According to recent reports, significantly overweight local cyclist Bob Krantz is planning to spend thousands of dollars on a wide range of lightweight carbon fiber, titanium and aluminum bicycle parts and accessories in 2007. The recreational cyclist, who rides his $6,000 pro-quality racing bike around town approximately twice per month, will be searching for any product that can reduce the weight of his bike to below that of the UCI minimum of roughly 16 pounds.
"It is really a shame that the UCI has made weight restrictions for professional racers. But since I am not a pro, I am able to take full advantage of lightweight technology and really make the most of my strength-to-weight ratio," the 5'8", 215 lb. Krantz stated shortly before sitting down to a mid-ride meal of a chocolate chip muffin, steak sandwich and a 24oz bottle of Yoohoo at the local coffee shop.
The 55-year old accountant estimates that he has spent approximately $30,000 over the last four years in an effort to keep up with the advancing technology but claims the benefit to his performance has been worth the expense. "You'd be surprised at how much of a difference I feel riding my 16 lb. Cervelo Soloist with the new Zipp Wheelset and carbon fiber compact crank by FSA compared to my chunky old 16.4 lb Pinarello with lousy Kyseriums and crummy standard alloy Campy crankset from back in 2005. I mean, after I did all of the calculations for how much that extra 0.4 lbs was costing me on the climbs around my neighborhood and on the way to the coffee shop...we're talking about some serious energy savings" said Krantz as he zipped up his recently purchased XXXL Team CSC skinsuit and slipped some sparkling white lycra shoe covers on his new pair of $350 Sidi's. Additionally, Krantz chooses not to wear a helmet due to the excess weight and a claim that his masterful bike-handling skills allow him to avoid accidents. Furthermore, the rider boasts a "sixth sense" for trouble as a result of his dozens of hours on the bike over the last five years.

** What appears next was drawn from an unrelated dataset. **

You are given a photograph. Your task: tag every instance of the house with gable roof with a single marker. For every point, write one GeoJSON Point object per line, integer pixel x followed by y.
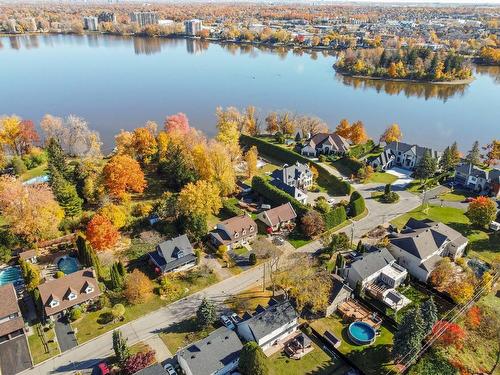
{"type": "Point", "coordinates": [174, 255]}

When questioned about the possible ramifications of getting the weight of his bicycle beneath the current UCI minimum Krantz was realistic, stating "Yeah, I could probably start drilling out some of the components to save an ounce or two but honestly, I'm starting to worry about compromising the structural integrity of the bike. After all, I am a few pounds over my ideal raceweight, well...like about 75 or so if you want to be specific, but carbon fiber and titanium are pretty strong so I'm not too worried. I rarely get up over 15 mph anyway, so even if I break another frame or burst another skinsuit...I should be okay."
Those interested in viewing Bob Krantz's pro-quality lightweight racing bicycle up close can usually see it leaning up against a table outside of the local coffee shop every other Saturday and occasionally on Sunday before the NFL season starts.